对于地方政府来说,他们控制着当地的政治、经济、文化、生活和法规资源命脉(龚文娟,2013),这使得他们在环境抗争事件爆发时能够迅速集结大量资源,为其提供权力、资金、科学和法制支持。尤其值得注意的是,地方政府掌握着对当地群众的收入、财产、福利、救济等方面进行再分配的权力,这对于原本就处于弱势地位,尤其是那些依赖于政府救济的抗争群体来说无疑是难以克服的障碍。而污染企业不仅拥有较弱势群体雄厚的资金支持,某些企业甚至还具有权力背景,得以分享当地政府的政治和法规资源(洪大用,2000;张玉林,2010)。除此之外,这些企业还为当地部分群众提供了就业机会,使之不敢进行过于激烈的抗争活动。面对在资源方面如此占优的地方政府和污染企业,单打独斗或结成松散小团体的环境抗争者是无法与之抗衡的。

三、中间组织的匮乏

在资源上的劣势固然是抗争失败的重要因素,但事实上,环境抗争者如果能够组织好相关群众的知识、关系资源,以及对上级政府、相似处境公众、环境利益相关者和媒体资源的借力(龚文娟,2013),个体资源有机地累加起来也能形成一股不容忽视的力量,抗争成功并不是完全没有可能的。但在很多情况下,由于抗争者的分散和孤立,这些资源难以得到整合和高效利用,最终致使大多数的环境抗争行动在面对既拥有资源优势,又拥有高度统一的组织的强势联盟时以失败告终。

从根源上来说,建国以来国家权力向基层社会的过度延伸,使其在牢牢掌控基层社会的同时,也使个人和家庭完全原子化。尽管国家也采取了一系列的措施推进居民和社区自治,如村委会、居委会、街道办事处等基层组织,但国家仍然牢牢地主导者社区的发展,从而呈现出一种“强政府、弱社会”的局面(周晓虹,2008),没能发展出基于共同利益或信仰而自愿结成的、能够引导公民积极参与社会生活和社会事务的中间组织。在组织方面的缺乏既使之难以形成团结一致的集体去应对由强势集团制造的环境不公平,也由此形成了对公共权力的依赖心理。其次,在经济发展焦虑和技术话语对环境问题的虚化之下,往往只有生态环境遭受严重威胁的地区才能深刻体验到环境不公平所带来的苦楚,这就使得人们对环境不公平的理解过于集中于地方性经验,在对普遍的环境权利的诉求面前成为“沉默的大多数”,无法真正突破个人和小集体利益的局限。正是在组织和共同利益上的欠缺,使得社会对环境公平的呼唤常常呈现出零散的、孤立无援的面貌。

参考文献:

[1]包智明、陈占江,2011,《中国经验的环境之维:向度及其限度——对中国环境社会学研究的回顾与反思》,《社会学研究》第6期。

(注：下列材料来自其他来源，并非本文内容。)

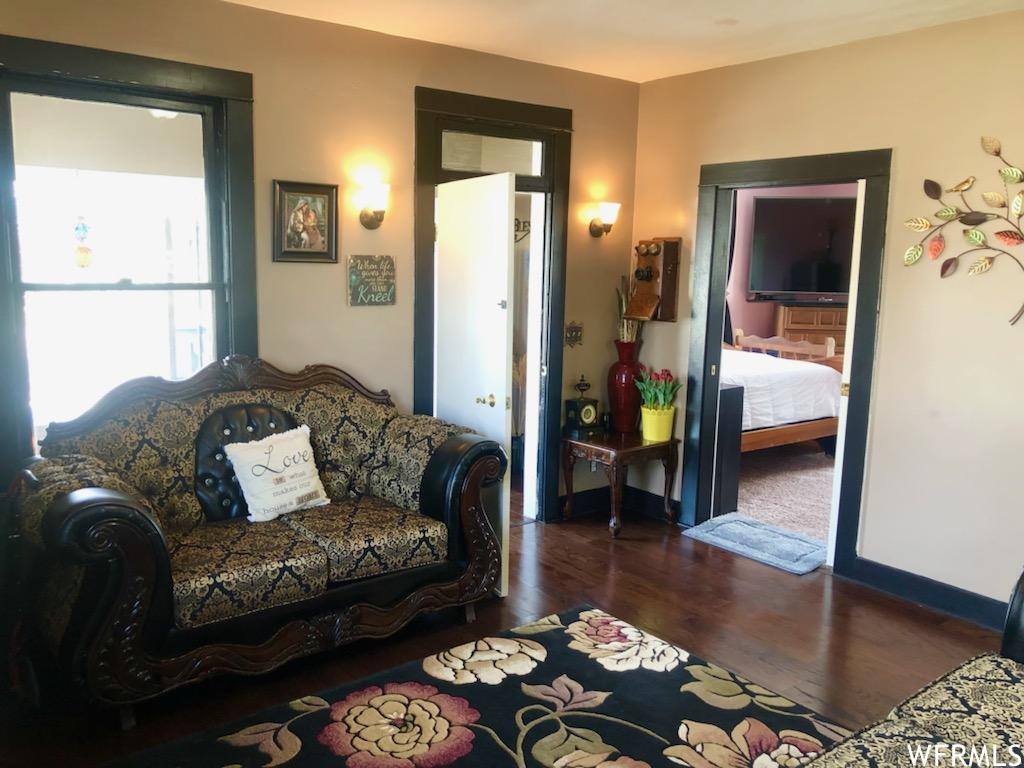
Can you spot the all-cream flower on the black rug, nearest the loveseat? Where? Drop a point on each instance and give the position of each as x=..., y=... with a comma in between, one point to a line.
x=489, y=661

[2]冯仕政,2007,《沉默的大多数:差序格局与环境抗争》,《中国人民大学学报》第1期。

[3]洪大用,2000,《当代中国社会转型与环境问题——一个初步的分析框架》,《东南学术》第5期。

[4]荀丽丽、包智明,2007,《政府动员型环境政策及其地方实践——关于内蒙古S旗生态移民的社会学分析》,《中国社会科学》第5期。

[5]张玉林,2010,《环境抗争的中国经验》,《学海》第2期。

[6]周晓虹,2008,《国家、市场与社会:秦淮河污染治理的多维动因》,《社会学研究》第1期。

作者简介:高歌(1991-),女,湖北武汉人,武汉大学社会学系社会学专业2010级本科,从事社会学学习与研究。